I Promised to Show You How I Built an SOP with AI. Here's Why I Can't.

What's an SOP?

A Standard Operating Procedure (SOP) is a step-by-step document that shows exactly how to complete a task. Think "click here, then click there" with screenshots. They're essential for training staff, maintaining consistency, and not having to explain the same thing fifty times.

A few weeks ago I was on a legal podcast talking about AI tools. I mentioned that I'd just used Claude to generate a complete SOP with screenshots. Privacy settings verification for Claude.ai. Five minutes. Done.

The host was interested. I said I'd record a video showing how I did it.

Then I tried to actually do that.

What Actually Happened

The SOP worked. It really did. Here's roughly what I asked:

"Create an SOP document for checking my privacy settings in Claude.ai. Use Playwright MCP to go through the process of confirming my privacy settings. Make sure my information is not being saved or used for training their models. As you go through the process, take screenshots to be included in the SOP document. Output should be in markdown."

That's it. A proof-of-concept prompt I threw together without much thought.

The result? An 8-page document with screenshots, step-by-step instructions, a FAQ section, compliance notes. Ready for distribution to a team that's never touched Claude before.

Download the actual SOP (PDF) to see what AI-generated documentation can look like when it works. (And if you want to check your own privacy settings on Claude or any other AI platform, here's a step-by-step guide for all major platforms.)

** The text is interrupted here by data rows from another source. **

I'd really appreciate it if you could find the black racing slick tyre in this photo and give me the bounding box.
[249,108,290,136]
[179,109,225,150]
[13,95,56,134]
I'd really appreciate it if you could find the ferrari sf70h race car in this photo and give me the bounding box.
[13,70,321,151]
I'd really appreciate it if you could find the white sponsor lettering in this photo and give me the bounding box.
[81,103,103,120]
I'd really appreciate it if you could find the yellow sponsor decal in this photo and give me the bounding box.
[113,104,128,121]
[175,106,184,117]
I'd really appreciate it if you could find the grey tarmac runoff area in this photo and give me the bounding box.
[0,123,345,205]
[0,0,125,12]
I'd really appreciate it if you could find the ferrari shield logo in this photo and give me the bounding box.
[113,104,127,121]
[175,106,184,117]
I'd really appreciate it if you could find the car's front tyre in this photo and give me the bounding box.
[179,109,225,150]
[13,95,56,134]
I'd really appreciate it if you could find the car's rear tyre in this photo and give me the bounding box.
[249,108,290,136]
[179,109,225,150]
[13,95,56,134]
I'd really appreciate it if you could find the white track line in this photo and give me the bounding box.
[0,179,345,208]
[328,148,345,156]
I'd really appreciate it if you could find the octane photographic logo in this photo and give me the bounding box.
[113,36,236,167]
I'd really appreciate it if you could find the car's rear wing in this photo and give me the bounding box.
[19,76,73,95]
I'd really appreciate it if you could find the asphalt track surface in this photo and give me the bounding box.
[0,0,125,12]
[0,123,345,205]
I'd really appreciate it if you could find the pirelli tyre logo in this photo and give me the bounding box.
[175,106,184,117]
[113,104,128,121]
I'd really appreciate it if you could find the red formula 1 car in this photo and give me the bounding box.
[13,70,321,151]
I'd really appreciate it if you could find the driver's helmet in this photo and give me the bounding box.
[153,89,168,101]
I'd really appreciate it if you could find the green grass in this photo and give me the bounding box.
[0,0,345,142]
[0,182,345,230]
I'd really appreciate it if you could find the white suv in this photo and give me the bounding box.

But when I sat down to record the video, to show other people how to do this, the cracks appeared.

The method required:

Browser automation through Chrome DevTools Protocol
JavaScript helpers for navigating React applications
Manual intervention when authentication walls appeared
Coding knowledge to troubleshoot when things broke

Each of those bullet points is a dealbreaker for most people reading this.

The Reproducibility Problem

Here's what nobody talks about when they demo AI capabilities: the gap between "I did it" and "you can do it too."

The first time I built the SOP, once I found the right tools, it was fairly straightforward. Technical, yes, but manageable. When I tried to reproduce it for the video? Problems I never hit the first time. Different errors. Different behavior.

This is one of the things that makes AI different from traditional software. A standard computer program does the same thing every time. AI tools don't. You can run the same prompt twice and get different results. The browser automation that worked perfectly on Tuesday fails on Wednesday because the AI made a slightly different decision about how to interact with a button.

The first time worked because I knew the right questions to ask. I knew what tool options existed. After a few failed attempts finding the right combination, I landed on something that worked. And it worked well.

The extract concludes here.